The chorus teacher’s email said, “Wear something festive.” The concert fell on a Monday, but we had family in town and were spending the weekend with them at Disney. I had the concert scheduled in my phone’s calendar, but honestly, between packing for a family trip and making sure out-of-town guests staying with us were comfortable, buying a special winter-themed outfit for my daughter’s chorus concert was the farthest thing from my mind.
But, Sunday evening when we returned from our trip, while I unloaded the car and emptied out backpacks and cleaned up, my 8-year-old daughter rummaged through her dresser drawers for “something festive.” She came up with a pair of hunter green leggings, a sparkly red T-shirt, and a Santa hat, and laid them out in a neat pile on her dresser. Prepping her clothes for the next day is pretty typical behavior for her, so I didn’t think anything of it.

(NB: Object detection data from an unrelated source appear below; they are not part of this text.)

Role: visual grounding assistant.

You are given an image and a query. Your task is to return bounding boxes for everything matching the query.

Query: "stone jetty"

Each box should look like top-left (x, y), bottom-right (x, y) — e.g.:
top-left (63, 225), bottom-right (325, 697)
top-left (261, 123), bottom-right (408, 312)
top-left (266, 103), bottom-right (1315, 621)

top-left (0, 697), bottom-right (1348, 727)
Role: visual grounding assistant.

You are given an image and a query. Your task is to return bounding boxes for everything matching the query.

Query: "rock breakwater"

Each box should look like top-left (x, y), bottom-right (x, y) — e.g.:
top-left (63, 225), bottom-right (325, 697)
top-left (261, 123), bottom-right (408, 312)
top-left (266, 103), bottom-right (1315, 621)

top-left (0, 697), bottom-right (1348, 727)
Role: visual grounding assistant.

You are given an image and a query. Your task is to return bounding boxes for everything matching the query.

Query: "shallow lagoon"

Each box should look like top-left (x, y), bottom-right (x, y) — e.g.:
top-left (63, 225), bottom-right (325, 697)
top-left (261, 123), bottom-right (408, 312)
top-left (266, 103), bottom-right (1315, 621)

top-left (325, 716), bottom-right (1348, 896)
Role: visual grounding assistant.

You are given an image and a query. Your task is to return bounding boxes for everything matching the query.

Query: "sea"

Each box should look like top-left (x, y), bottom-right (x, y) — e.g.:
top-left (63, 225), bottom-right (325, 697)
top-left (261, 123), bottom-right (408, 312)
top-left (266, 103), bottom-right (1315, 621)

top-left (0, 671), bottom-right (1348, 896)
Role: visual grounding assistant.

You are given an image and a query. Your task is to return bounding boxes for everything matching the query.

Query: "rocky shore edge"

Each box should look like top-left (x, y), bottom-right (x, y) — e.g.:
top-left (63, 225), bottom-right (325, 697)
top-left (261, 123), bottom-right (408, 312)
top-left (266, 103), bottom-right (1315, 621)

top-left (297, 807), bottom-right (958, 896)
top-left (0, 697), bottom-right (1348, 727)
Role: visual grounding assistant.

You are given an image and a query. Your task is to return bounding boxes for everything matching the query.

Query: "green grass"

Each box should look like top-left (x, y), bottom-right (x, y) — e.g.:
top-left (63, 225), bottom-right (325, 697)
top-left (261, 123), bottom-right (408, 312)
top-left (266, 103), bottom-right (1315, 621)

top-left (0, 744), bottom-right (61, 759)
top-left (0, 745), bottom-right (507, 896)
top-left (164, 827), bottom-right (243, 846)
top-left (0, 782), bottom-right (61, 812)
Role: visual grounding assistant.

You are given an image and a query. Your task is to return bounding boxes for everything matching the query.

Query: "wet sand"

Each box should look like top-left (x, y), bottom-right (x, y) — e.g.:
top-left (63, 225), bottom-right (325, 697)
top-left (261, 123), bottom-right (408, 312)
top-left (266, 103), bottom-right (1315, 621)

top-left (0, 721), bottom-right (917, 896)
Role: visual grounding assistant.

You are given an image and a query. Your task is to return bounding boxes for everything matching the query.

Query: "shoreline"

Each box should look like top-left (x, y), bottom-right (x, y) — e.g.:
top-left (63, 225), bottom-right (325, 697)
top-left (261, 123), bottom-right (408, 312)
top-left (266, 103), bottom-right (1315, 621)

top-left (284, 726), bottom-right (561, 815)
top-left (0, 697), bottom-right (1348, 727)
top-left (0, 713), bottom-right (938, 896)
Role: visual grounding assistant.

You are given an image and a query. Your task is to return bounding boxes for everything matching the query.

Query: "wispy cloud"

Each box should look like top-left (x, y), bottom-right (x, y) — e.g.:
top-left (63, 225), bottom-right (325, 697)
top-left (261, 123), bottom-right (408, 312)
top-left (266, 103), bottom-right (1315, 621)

Until the next night, that is, when we showed up for her concert. We got there early because I was volunteering, and as the kids poured in, I realized something: almost every little girl was wearing a fancy Christmas dress, with chiffon and ruffles and sequins and twirly skirts. Each girl’s hair was neatly braided or coiled or curled, and hair-sprayed into place. Sometimes with glitter.
I looked at my daughter in her green leggings and simple sparkle T-shirt. Her big Santa hat with the fluffy white rim was pulled over her long, wavy hair in the most adorable, lopsided way. Mismatched athletic socks glowed white underneath the black straps of her patent leather Mary Janes. Compared to the other little girls, she looked a bit… casual. To put it mildly.
Crap. Was I supposed to get a fancy dress? Should I have done her hair? I worried I’d let her down. Was she looking around wishing she was wearing a frilly dress too? Was she wishing I’d French braided her hair? Or something? (I suck at French braids.) What would the other parents think? Would they think I didn’t care enough about my kid to dress her in concert-appropriate attire? (Whatever that even was?)
After about five guilt-riddled minutes, I realized something: All these other little girls, as beautiful as they looked, had gotten dressed with lots of help. My daughter had taken the initiative entirely on her own to pick out an outfit—and actually picked a perfectly festive Christmas outfit. She had prepared for her concert completely independently.
Not that it actually matters whether a kid needs a little or a lot or no help at all getting ready, or even if a parent helps when the kid doesn’t need it. The point is that I was insecure about what other people might think about my parenting, and I needed to get over myself. My daughter is naturally independent and always has been, and sometimes this shows up as mismatched athletic socks under a pair of dressy patent leather shoes. So what?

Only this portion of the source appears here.